Later Justice Khokhar, in a six-page detailed judgment, answered questions raised during the hotly-debated controversy over parliament’s privilege and conceded that although the judiciary never claimed supremacy over parliament, it also had a constitutional duty to uphold the independence of judiciary and rule of law. “The legislature, executive and judiciary are enjoined by the Constitution to perform their functions and discharge their duties within the limits set by the Constitution and the law,” he observed.

“At last everybody has to acknowledge what we are pleading on the supremacy of parliament and its committees,” Chairman of the National Assembly’s Standing Committee on Education, Abid Sher Ali, said while talking t Dawn.

The judgment said: “The existence and extent of a privilege of the House were matters determined judicially only by a court of law by exercising its power of judicial review. The mere assertion by the House or its committee that it has a certain privilege is not conclusive and the same has to be established before court of law. But once the same is established, the courts are required to stay their hands off ungrudgingly.

“The proceedings, by a court or the parliament or its committees are not to be taken in a manner which may lead to unnecessary confrontation and chaos.”

Citing relevant provisions of the Rules of Procedure and Conduct of Business in the National Assembly, the order said: “The rules seem to have been wisely introduced with a view to avoiding any conflict or encroachment with the exercise of judicial power which cannot be taken away or abridged in any manner.

“In the absence of any material on record, it is neither possible nor desirable for the court at this stage to go into the question of bias or mala fides of the chairman of the standing committee.”

The court discouraged the counsel for the petitioner from attributing mala fide to the committee, advising him to approach the Islamabad High Court already seized with the main controversy, by moving a proper petition as he had come to the apex court prematurely and in a hurry.

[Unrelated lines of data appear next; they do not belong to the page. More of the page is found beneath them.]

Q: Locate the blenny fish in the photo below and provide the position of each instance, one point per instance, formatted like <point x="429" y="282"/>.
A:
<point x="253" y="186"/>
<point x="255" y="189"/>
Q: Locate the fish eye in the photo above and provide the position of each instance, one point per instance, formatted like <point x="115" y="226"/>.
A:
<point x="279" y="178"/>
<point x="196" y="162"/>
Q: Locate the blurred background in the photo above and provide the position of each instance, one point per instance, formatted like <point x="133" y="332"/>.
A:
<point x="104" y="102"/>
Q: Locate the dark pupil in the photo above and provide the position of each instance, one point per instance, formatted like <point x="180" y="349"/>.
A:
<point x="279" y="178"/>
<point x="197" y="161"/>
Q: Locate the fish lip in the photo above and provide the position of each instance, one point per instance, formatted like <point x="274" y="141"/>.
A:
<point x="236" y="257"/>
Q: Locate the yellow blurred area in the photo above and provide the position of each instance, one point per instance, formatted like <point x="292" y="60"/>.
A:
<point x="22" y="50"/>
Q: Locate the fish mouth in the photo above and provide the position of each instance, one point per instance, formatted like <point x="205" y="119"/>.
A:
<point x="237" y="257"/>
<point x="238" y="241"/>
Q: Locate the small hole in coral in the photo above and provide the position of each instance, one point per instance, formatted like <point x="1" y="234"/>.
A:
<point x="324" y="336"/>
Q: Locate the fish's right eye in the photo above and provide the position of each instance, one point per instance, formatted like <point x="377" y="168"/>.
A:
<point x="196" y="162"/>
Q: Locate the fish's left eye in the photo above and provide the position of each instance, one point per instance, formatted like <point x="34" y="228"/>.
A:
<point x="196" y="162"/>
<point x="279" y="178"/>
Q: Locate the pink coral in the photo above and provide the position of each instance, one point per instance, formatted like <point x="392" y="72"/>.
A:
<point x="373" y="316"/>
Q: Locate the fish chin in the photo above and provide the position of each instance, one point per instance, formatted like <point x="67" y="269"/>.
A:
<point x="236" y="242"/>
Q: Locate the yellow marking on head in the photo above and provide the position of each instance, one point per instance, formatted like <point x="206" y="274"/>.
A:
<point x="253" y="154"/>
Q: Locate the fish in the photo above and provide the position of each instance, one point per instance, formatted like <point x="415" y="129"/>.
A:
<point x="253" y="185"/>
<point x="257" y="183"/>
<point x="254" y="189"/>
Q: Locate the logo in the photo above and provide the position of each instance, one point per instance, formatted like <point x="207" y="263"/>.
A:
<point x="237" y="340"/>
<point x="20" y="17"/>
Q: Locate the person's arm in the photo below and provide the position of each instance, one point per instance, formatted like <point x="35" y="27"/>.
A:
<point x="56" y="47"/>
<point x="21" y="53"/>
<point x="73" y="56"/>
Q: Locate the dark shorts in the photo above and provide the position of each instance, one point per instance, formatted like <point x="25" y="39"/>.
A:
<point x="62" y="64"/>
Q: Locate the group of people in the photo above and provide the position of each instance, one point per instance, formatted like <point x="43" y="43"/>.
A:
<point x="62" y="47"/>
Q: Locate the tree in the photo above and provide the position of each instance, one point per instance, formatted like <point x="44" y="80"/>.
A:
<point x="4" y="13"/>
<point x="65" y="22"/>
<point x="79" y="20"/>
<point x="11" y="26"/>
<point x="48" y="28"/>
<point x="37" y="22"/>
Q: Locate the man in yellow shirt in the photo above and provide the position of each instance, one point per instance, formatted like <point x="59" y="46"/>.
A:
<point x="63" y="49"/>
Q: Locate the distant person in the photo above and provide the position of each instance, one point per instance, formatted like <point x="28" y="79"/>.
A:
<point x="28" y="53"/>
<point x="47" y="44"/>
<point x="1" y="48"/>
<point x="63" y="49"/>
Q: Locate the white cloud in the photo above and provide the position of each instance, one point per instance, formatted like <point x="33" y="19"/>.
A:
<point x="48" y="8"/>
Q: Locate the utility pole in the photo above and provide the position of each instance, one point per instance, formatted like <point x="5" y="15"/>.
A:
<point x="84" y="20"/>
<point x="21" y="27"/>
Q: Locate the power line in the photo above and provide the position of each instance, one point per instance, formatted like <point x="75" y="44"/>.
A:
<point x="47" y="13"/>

The court asked the petitioner whether he could move the court after a verbal refusal by a clerk.

Raja Abdur Rehman, counsel for Commodore Shamshad, told the court he had moved the petition after his application seeking to implead the standing committee as a party and stay the committee proceedings was rejected by the IHC office.

Comdr Shamshad had contended that as chairman of the board he had dealt with and disposed of the application of Farah Hameed Dogar in accordance with the rules.

“Since the candidate happens to be the daughter of a judicial dignitary, certain ‘mischievous’ elements have maligned the petitioner by blowing the entire issue out of proportion.”

He alleged that the chairman of the standing committee, who was a relative of PML-N chief Nawaz Sharif, had started a parallel proceeding by converting the committee into a judicial forum in disregard of the fact that the matter was before a high court.